Petit marchand de vins à Saint-Sauveur avant la guerre, me dit-on, il eut la chance, étant mobilisé, d'être attaché à la scierie de Morlaix. Sa fortune date de là. Il apprit ainsi la possibilité d'acheter des arbres en quantité dans la forêt de Lorge, et son ami d'enfance, Rogel, établi à Cardiff, lui facilita la vente aux Anglais de poteaux de mine, payés 80 shillings la tonne. La livre étant à 66 francs, il gagna ainsi plus de 600000 francs d'un seul coup, ce qui l'étourdit un peu. Orgueilleux et naïf, il aida d'abord tous ses beaux-frères, puis il rêva des plus hautes destinées.

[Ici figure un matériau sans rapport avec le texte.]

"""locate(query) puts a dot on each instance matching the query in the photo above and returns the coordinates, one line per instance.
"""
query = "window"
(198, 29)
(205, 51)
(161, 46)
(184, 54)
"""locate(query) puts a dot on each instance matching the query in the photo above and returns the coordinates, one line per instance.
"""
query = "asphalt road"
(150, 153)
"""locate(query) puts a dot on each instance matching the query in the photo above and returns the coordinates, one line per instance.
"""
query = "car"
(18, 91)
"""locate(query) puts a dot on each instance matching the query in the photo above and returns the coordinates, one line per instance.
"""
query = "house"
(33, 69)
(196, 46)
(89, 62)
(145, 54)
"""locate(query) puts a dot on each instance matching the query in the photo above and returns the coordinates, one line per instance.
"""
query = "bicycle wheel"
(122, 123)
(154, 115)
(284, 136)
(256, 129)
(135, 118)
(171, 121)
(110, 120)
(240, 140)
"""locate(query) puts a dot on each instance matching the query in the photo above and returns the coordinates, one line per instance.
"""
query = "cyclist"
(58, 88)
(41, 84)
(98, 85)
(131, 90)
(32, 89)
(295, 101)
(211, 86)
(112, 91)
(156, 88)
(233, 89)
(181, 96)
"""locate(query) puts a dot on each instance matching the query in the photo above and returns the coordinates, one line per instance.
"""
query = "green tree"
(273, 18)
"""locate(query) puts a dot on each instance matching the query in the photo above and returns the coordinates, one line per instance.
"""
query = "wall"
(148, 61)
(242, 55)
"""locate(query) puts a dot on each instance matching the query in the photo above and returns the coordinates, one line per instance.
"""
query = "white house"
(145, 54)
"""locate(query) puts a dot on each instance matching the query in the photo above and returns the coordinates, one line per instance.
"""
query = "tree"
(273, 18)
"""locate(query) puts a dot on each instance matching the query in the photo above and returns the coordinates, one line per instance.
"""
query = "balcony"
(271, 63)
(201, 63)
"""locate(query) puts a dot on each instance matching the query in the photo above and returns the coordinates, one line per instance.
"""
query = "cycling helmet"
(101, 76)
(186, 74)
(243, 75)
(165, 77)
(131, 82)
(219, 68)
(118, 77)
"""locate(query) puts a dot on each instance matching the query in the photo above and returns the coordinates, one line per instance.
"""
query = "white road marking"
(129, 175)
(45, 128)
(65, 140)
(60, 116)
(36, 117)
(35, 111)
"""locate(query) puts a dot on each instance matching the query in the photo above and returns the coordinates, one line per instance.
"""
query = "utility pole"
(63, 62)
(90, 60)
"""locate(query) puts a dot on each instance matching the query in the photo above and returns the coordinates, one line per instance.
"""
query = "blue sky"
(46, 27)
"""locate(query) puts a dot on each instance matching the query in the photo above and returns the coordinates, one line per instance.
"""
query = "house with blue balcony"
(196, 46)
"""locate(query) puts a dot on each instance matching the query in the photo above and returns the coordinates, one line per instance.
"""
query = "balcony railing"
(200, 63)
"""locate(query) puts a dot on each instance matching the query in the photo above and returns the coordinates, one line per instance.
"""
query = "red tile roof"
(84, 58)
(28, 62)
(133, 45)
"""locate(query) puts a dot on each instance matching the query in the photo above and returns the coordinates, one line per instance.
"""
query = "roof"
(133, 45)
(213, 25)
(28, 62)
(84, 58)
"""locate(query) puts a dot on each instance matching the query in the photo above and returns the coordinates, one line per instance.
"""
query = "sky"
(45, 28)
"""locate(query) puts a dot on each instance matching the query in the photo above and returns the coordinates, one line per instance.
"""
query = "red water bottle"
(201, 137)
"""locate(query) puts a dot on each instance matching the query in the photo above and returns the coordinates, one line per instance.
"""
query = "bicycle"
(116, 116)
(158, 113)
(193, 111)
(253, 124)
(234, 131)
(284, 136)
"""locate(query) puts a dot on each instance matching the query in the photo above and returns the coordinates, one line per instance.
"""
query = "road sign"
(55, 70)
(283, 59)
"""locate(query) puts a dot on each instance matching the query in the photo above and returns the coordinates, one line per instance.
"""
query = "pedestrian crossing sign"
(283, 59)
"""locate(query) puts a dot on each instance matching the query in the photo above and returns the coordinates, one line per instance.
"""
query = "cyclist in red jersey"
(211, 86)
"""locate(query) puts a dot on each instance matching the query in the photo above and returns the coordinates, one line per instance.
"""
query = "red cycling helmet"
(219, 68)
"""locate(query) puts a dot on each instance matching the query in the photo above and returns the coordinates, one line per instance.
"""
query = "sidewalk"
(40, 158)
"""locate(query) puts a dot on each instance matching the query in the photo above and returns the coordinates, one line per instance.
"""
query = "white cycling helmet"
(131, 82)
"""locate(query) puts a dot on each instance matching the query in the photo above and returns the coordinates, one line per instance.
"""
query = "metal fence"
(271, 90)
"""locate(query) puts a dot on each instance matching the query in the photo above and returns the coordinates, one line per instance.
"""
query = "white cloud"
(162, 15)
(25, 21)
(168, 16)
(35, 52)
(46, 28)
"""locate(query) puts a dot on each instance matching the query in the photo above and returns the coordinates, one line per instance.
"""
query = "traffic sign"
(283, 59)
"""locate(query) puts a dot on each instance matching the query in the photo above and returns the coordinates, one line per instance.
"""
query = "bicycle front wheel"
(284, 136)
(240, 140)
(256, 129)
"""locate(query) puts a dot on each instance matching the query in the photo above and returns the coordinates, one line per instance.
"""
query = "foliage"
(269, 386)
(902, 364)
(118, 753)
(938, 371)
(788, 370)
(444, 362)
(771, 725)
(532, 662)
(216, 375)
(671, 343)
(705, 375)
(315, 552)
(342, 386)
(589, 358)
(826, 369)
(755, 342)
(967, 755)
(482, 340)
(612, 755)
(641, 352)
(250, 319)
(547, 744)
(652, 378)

Après la guerre, il vendit encore du bois en Angleterre, mais à de moins bonnes conditions, et il fut aux aguets de tous les bricolages possibles et fructueux. Cela explique comment il put croire Seznec quand celui-ci lui proposa de vendre aux Russes, dans d'extraordinaires conditions, des automobiles. Il ne s'étonnait même pas que ces acheteurs d'autos se soient adressés à un modeste marchand de bois.
- Il était convaincu, me conte M. Legrand, ancien maire. Et, la veille de son départ encore, il vint me trouver. J'eus l'impression qu'il m'aurait volontiers emprunté de l'argent pour réaliser ses merveilleuses opérations. Je le mis engarde, mais vainement. Car j'étais au courant de ses projets et je connaissais fort bien Seznec. Trois jours auparavant, le 22 mai, Seznec et sa femme étaient venus me demander d'avaliser une traite de 4.800 fr., afin de pouvoir payer des dettes en souffrance. Quemeneur attendait, en bas, dans la voiture de Seznec. Il partirent ensuite ensemble pour Brest, l'un pour faire escompter en banque sa traite, l'autre pour tenter d'emprunter 100.000 fr. à la Banque Bretonne, et ils allèrent en chemin de fer à Lesneven, pour voir une Cadillac chez M. Thévenet.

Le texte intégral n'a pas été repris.